After we came out of the south end of Batesville, we turned west just long enough to get to the mountains, and then went north. After our mileage indicator said we had traveled north past Batesvilles latitude, we looped back east, keeping the car low to the ground, soon slipping out over the ocean. We kept edging to the north, until we saw the southern tip of Troller, then curved back southward, completing our arc back to Tarkin. That sporty little car had the luxury of a planetary map in its computer, so we didn’t get too far off track. We left Batesville at 9:30 or so in the morning, and made it back to Tarkin in about five hours. When you tack on the nine hours for the time zone change, it was after midnight in Tarkin, but we had only been awake for six or seven hours. So we got another hotel in Tarkin, and celebrated for the rest of the night.
*
The take came to more than three million newdollars. Added to our previous earnings and split fifty-fifty between us, my half came to more than 2.5 million. And I was only fifteen years old.

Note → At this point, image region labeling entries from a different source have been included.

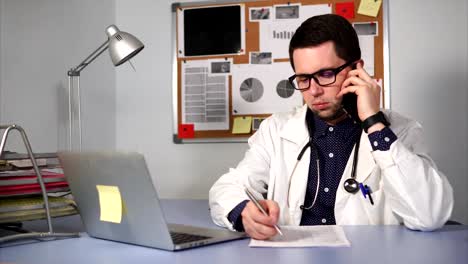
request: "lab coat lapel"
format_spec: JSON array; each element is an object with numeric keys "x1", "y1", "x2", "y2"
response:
[{"x1": 280, "y1": 105, "x2": 310, "y2": 225}]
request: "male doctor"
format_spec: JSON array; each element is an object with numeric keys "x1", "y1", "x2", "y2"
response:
[{"x1": 209, "y1": 14, "x2": 453, "y2": 239}]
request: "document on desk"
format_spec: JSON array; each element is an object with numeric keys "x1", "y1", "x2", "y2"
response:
[{"x1": 249, "y1": 225, "x2": 351, "y2": 247}]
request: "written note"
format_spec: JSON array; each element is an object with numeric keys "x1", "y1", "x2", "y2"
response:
[
  {"x1": 96, "y1": 185, "x2": 122, "y2": 224},
  {"x1": 232, "y1": 116, "x2": 252, "y2": 134},
  {"x1": 249, "y1": 225, "x2": 351, "y2": 247},
  {"x1": 358, "y1": 0, "x2": 382, "y2": 17}
]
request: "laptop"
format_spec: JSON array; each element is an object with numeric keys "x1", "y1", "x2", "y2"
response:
[{"x1": 58, "y1": 152, "x2": 245, "y2": 251}]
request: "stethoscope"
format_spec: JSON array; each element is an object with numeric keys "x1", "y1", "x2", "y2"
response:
[{"x1": 288, "y1": 109, "x2": 362, "y2": 210}]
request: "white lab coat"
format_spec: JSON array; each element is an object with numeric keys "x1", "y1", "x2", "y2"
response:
[{"x1": 209, "y1": 105, "x2": 453, "y2": 230}]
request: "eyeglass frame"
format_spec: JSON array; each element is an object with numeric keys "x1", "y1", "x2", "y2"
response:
[{"x1": 288, "y1": 61, "x2": 355, "y2": 91}]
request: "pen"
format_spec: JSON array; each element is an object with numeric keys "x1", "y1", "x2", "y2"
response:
[{"x1": 245, "y1": 188, "x2": 283, "y2": 235}]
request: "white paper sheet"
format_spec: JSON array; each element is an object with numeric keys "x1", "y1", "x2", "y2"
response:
[
  {"x1": 181, "y1": 59, "x2": 232, "y2": 130},
  {"x1": 232, "y1": 62, "x2": 302, "y2": 115},
  {"x1": 259, "y1": 4, "x2": 331, "y2": 59},
  {"x1": 358, "y1": 36, "x2": 375, "y2": 76},
  {"x1": 249, "y1": 225, "x2": 351, "y2": 247}
]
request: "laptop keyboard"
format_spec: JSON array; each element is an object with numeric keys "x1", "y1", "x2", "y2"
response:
[{"x1": 171, "y1": 232, "x2": 210, "y2": 244}]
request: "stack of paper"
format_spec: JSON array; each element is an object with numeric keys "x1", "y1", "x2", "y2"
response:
[
  {"x1": 0, "y1": 196, "x2": 78, "y2": 223},
  {"x1": 249, "y1": 225, "x2": 351, "y2": 247}
]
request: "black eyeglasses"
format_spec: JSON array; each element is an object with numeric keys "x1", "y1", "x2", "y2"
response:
[{"x1": 288, "y1": 62, "x2": 353, "y2": 91}]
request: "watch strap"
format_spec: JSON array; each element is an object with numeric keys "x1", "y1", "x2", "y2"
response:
[{"x1": 361, "y1": 111, "x2": 390, "y2": 133}]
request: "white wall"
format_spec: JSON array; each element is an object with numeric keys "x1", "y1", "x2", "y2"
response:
[{"x1": 0, "y1": 0, "x2": 115, "y2": 152}]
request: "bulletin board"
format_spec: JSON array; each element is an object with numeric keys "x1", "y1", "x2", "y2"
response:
[{"x1": 172, "y1": 0, "x2": 390, "y2": 143}]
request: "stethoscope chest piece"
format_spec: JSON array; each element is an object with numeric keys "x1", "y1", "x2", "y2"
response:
[{"x1": 344, "y1": 178, "x2": 359, "y2": 193}]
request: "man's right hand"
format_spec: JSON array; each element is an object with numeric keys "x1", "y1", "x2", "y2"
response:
[{"x1": 241, "y1": 200, "x2": 279, "y2": 240}]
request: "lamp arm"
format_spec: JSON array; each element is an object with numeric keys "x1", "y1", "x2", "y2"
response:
[{"x1": 68, "y1": 39, "x2": 109, "y2": 76}]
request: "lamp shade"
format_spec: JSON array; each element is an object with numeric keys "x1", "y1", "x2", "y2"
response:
[{"x1": 106, "y1": 25, "x2": 145, "y2": 66}]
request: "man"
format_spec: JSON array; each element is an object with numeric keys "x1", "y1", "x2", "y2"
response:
[{"x1": 210, "y1": 15, "x2": 453, "y2": 239}]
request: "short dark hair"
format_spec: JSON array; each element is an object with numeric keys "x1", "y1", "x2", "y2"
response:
[{"x1": 289, "y1": 14, "x2": 361, "y2": 69}]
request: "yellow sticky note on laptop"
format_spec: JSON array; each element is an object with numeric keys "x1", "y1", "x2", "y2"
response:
[
  {"x1": 96, "y1": 185, "x2": 122, "y2": 224},
  {"x1": 358, "y1": 0, "x2": 382, "y2": 17},
  {"x1": 232, "y1": 116, "x2": 252, "y2": 134}
]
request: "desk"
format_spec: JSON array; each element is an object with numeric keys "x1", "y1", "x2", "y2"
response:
[{"x1": 0, "y1": 200, "x2": 468, "y2": 264}]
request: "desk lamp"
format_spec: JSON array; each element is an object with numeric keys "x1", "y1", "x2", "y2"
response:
[{"x1": 68, "y1": 25, "x2": 145, "y2": 151}]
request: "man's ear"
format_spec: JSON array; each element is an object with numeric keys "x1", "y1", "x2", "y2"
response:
[{"x1": 357, "y1": 59, "x2": 364, "y2": 68}]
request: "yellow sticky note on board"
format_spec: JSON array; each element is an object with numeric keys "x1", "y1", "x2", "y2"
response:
[
  {"x1": 232, "y1": 116, "x2": 252, "y2": 134},
  {"x1": 358, "y1": 0, "x2": 382, "y2": 17},
  {"x1": 96, "y1": 185, "x2": 122, "y2": 224}
]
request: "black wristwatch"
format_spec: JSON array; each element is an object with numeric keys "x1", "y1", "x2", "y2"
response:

This time, we buried the money, along with some of the previous take that I could sneak out of my mansion. We did it the next weekend, after school ended for the summer. We drove into the Cloudy Mountains in the northeastern region of Alana, memorized the exact location off the satellite tracker in Destiny’s car, and buried almost four million newdollars in six waterproof bags.
We each had more than a half million still hidden in my room in Harry’s mansion, and we tried to be careful as to how we spent it. We did desposit a stack of bills — equal to the price of a decent used aircar — on the Townsends’ porch.
The money in the ground wasn’t there very long.